Director Bryan Bertino is well versed in building an atmosphere in limited physical space. Audiences saw that with 2010’s home invasion thriller The Strangers. Told with a space of a week, Bertino and cinematographer Tristan Nyby play with themes of escalation. When the demon is near, wolves collectively howl. As you get through the latter half of the week, objects and people become consumed by dark shades of shadows. The audience never knows whether the evil in the movie is physical or just a mental encasement. Mixed in, there are visions of ghosts and slight jump scares which you know, but are effective. The movie uses them in a way mixed with uncomfortable sounds and coupled with Tom Schraeder‘s score that gets under your skin.
While Bertino centers The Dark and the Wicked around one nuclear family, a couple of other characters visit. One of which is a priest (Xander Berkeley) which seems standard for an almost haunted house type film. What is different here is the demonic presence and how it manifests. While it feeds on the ailing father, it also becomes stronger with how depressing the house feels. Almost as if the house itself is another character sapping the life within it. While Louise and Michael just want to connect to some sense of normalcy, the presence plays upon that. You question if these visitors are actual people or just ways for the demon to further drive our principal characters to madness.

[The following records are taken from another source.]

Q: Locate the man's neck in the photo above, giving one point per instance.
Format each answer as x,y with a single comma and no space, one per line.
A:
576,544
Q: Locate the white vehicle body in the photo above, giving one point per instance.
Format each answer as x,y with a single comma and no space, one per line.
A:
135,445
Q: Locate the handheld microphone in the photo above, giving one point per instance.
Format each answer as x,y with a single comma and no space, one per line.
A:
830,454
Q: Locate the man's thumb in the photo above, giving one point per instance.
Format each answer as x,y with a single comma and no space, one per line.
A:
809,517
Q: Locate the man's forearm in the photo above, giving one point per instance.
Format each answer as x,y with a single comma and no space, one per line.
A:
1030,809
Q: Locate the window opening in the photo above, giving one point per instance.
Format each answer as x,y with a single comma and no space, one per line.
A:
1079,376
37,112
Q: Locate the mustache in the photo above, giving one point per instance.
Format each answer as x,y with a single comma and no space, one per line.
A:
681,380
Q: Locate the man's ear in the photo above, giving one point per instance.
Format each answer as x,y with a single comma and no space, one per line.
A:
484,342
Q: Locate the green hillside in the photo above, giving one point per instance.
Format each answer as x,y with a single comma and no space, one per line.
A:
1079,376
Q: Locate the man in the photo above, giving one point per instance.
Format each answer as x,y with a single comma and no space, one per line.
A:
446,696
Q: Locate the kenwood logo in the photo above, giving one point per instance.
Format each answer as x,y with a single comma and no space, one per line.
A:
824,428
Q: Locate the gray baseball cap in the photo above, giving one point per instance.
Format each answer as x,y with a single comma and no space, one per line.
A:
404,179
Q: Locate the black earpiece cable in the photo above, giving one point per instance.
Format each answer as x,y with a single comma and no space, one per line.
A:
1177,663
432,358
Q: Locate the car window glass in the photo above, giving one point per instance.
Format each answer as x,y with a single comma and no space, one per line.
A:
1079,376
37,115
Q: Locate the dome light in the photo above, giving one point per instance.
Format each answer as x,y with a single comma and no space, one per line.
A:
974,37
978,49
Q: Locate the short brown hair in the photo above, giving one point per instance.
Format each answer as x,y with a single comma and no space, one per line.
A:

The heart of this story lies in the power of love and family. Children grow older. They have families and lives of their own. Eventually, they have to come face to face with their own parent’s mortality. Unfortunately, it seems like this family has a lack of awareness for each other. Michael is very distant towards his sister and is not willing to accept the surrounding things. Louise is trying her hardest, but the lack of a support system slowly eats away at her. It’s this emotional disconnect that allows the bad things to fester like a disease. Not only does the evil lie on the shoulders of an evil that chokes away the light (literally and figuratively) in a household. Also, that a family fell prey to the slings and arrows of distance.